Fazıl Say “Akılla Bir Konuşmam Oldu”adlı kitabında şöyle diyor;

“Şarkıyı hep sözleriyle anar Türkler… Şarkıdan bir cümleyi alır, “Ne güzel demiş” der. “ Ne güzel müzik yapmış” demez. Demez, çünkü o bir kavram olamamış benliğinde henüz.

Müziğe güvenmiyor, sadece sözlere güveniyor. 

Sözler hoşuna gittiyse müzik iyi, değilse de, “işte iyidir herhalde”

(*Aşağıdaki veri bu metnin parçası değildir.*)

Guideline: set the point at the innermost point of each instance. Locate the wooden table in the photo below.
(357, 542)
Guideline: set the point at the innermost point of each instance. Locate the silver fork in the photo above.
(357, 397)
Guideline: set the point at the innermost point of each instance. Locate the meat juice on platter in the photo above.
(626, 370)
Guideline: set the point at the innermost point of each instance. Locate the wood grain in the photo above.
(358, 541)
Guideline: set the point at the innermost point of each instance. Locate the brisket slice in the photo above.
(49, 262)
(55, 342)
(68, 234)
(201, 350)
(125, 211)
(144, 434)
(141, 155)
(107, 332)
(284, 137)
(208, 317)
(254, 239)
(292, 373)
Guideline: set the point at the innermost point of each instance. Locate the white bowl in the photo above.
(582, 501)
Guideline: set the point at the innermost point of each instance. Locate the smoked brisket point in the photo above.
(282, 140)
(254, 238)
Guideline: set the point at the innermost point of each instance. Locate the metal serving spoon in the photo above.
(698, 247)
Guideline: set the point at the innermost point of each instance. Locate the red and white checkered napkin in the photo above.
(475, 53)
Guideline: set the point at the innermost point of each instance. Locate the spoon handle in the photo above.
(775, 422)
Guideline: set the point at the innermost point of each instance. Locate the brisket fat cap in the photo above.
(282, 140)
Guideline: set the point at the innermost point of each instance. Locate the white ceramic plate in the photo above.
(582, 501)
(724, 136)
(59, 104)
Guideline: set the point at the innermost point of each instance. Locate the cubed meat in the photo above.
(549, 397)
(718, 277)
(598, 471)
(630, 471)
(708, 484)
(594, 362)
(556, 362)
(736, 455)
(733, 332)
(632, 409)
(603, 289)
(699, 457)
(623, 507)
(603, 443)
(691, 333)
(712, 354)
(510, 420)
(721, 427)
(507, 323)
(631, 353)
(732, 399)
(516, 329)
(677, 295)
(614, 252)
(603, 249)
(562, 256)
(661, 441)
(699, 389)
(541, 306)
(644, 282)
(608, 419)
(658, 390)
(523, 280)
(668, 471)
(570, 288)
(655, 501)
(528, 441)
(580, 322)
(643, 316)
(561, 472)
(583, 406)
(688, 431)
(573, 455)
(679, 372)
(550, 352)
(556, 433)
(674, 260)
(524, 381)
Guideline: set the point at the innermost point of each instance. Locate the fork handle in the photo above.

Müziğin ruha dokunuşundaki şifa, insanoğluna özgüdür. Gezegendeki tüm insanlar gibi, Türkler de müziğin değerini bilir. Ama Türkler, tınıların oluşturduğu o “evrensel dil’i tarif etmek istemez, öyle bir toplumsal algı yoktur. Müzikten konuşmazlar, bilinçli müzik kültürü gelişmemiştir. 

O yüzden en berbat şekilde bestelenmiş ve en berbat bir şekilde seslendirilmiş şarkıları bile “sözleri hoşuna gitti” diye beğenir. Aslında yapısıyla, toplumda kültürün ilerlemesine engel olur.”

Fazıl Say bunları yazarken düşüncelerinin eleştiri değil, yapıcı olmaya çalıştığı tespitler olduğunu kendisi bilakis açıklıyor.

Yıllarca her saat başı radyo yayınında istenen “Yıkılmadım Ayaktayım”,"Gerizekalı Sevgilim","Bodrum'a da Gittik Beraber" şarkılarını çalmamakta direnen biri olarak Fazıl Say’ı son derece haklı buluyorum.

Hani harika bir söz vardır;

“Dünyayı değiştirmek istiyorsan önce kendinle başla”

Ben bu sözün  sınırlarını biraz daraltıp ‘Ülkemizi, kültürümüzü ileri götürmek istiyorsak önce kendimizle başlamalıyız’ olarak değiştirmek istiyorum.

Her bize sunulanı almak zorunda değiliz.

Ben çoktan uygulamaya başladım bile.

Yaz için özel hazırlanan seviyesiz cıstak cıstak müzikleri duyduğum an da kapatıyorum.

Televizyonda her yaz aynı konulu ama farklı  gençlerin oynadığı zengin-genç yakışıklı patron ve sakar salak masum güzel kızların aşklarını konu alan dizileri asla izlemiyorum.

Deniz mevsimi ile başlayan hangi ünlünün selüliti bu sene hangi kıvama gelmiş filtreli mi filtresiz mi konularıyla ilgilenmiyorum.

Darısı başınıza… :) 

Herkese harika bir yaz tatili dilerim.